A friend of mine was doing some web development for a company in a fairly tightly regulated industry and wanted me to do some testing of it, to see if I could spot anything he had missed.
I did the usual stuff — changing URL parameters, putting letters and negative numbers into amount fields, etc. Everything seemed to check out.
At one point, though, I decided to check the site’s robot.txt file to see if there was anything interesting. Most of it was pretty mundane CMS-related stuff. I had almost given up on finding anything interesting when I went to the last directory mentioned in the robots.txt file that I hadn’t been to yet — the Images directory.
Though there were a few folders that seemed admin-related, they were either empty or I didn’t have permissions. Dang.
I did, however, find a subdirectory called “Orders” (or something similar)…
The folder contained a massive amount of PDFs and images, with full order details and customer data. It had name, address, DOB, SSN, and other sensitive of information. There weren’t any payment details, from what I saw, but it was still more than enough for identity theft.
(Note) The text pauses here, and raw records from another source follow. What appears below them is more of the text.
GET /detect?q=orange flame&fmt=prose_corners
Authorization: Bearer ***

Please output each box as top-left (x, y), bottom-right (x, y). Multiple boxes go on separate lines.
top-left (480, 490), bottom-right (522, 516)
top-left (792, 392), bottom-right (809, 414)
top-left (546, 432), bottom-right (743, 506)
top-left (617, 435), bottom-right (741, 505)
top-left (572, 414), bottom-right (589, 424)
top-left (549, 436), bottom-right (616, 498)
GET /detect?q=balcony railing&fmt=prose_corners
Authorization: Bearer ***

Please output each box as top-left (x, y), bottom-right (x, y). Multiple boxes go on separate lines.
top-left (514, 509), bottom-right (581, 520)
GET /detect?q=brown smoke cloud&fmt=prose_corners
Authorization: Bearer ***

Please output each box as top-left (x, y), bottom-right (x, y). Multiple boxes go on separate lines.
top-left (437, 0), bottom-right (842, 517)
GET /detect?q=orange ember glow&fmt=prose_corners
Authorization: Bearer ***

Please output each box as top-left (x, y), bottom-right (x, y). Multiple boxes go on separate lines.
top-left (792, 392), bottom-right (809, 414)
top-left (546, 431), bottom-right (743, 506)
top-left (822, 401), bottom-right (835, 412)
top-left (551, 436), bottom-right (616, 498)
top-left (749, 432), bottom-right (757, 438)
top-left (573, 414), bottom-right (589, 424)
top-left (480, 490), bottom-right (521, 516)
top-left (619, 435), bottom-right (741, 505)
Apparently, no one at the company thought to secure that folder because it wasn’t referenced anywhere directly by the website or app. It had been forgotten about. But, hey, who’s going to manually browse through a site’s directories, right…?
It was good that the robots.txt was there to make sure (or at least politely request) that search engines do not included that directory in their indexes, anyone who spent a few minutes poking around the site like I did could’ve found the same information.
Shortly after this was discovered and reported, the company revamped the way they handle storage of order information and made it completely unavailable to the webserver. They also apparently took my suggestion to no longer allow directory listings.